French equestrian (born 1994)

Stéphane Jean-Pierre Damien Landois (born 3 June 1994) is a French equestrian who competes in eventing.

==Early life==
From Nantes, he has been based in Selles, Haute-Saône since 2018.

==Career==
He was a bronze medalist on Ride For Thais Chaman Dumontceau in the team event at the 2023 European Eventing Championships, where he also placed sixth in the individual event.
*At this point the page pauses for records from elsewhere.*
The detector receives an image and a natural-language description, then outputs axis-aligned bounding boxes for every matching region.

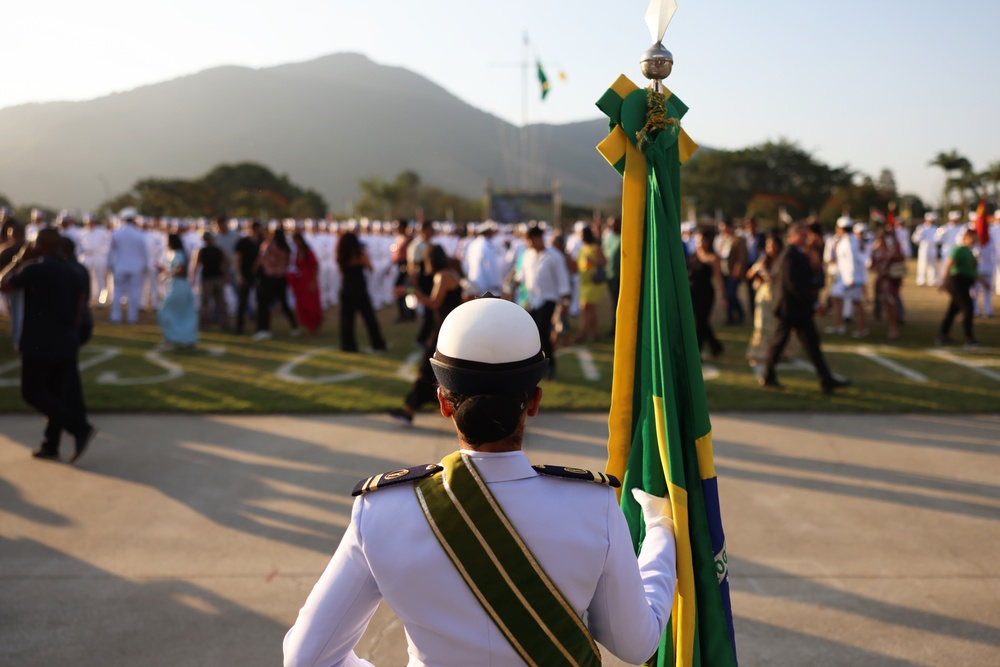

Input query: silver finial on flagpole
[640,42,674,84]
[640,0,677,92]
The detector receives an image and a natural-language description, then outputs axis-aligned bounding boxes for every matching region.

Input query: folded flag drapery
[597,76,736,667]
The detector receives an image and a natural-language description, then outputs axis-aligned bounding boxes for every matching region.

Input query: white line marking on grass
[774,357,816,373]
[396,351,423,382]
[274,348,365,384]
[854,345,928,382]
[927,350,1000,382]
[97,350,184,386]
[0,346,121,387]
[80,346,121,371]
[556,347,601,382]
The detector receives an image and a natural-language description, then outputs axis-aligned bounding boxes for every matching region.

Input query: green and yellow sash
[416,452,601,667]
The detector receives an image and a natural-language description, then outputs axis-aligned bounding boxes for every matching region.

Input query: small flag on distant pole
[535,60,550,100]
[975,198,990,246]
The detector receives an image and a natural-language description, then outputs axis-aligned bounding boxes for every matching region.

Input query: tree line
[0,139,1000,226]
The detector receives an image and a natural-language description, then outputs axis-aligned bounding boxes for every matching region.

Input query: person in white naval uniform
[80,213,111,308]
[108,207,149,324]
[910,211,937,287]
[283,298,676,667]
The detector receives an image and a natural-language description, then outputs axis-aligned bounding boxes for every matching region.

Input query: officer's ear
[527,387,542,417]
[437,387,455,419]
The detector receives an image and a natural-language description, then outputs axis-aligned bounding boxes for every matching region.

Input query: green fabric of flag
[599,81,736,667]
[535,60,550,100]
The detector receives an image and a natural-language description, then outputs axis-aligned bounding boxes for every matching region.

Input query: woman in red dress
[288,232,323,334]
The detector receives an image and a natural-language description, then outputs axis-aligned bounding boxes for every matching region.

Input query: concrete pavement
[0,406,1000,667]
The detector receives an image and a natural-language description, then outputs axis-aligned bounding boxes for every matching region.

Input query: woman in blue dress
[156,234,198,349]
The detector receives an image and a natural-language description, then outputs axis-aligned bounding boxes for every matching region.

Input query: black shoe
[389,408,413,426]
[757,377,785,391]
[822,378,851,394]
[69,425,97,463]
That year, he won the 4* Chatsworth event In Great Britain, his first individual victory in the Nations Cup, riding on Chaman. He was a silver medalist on Hermes Du Gevaudan in the six-year-old championships at the FEI WBFSH Eventing World Breeding Championships Lion D’Angers 2023.

He was selected to compete at the 2024 Paris Olympics on Chaman Dumontceau, a horse originally ridden by his friend Thais Meheust, who died following a riding accident in 2019.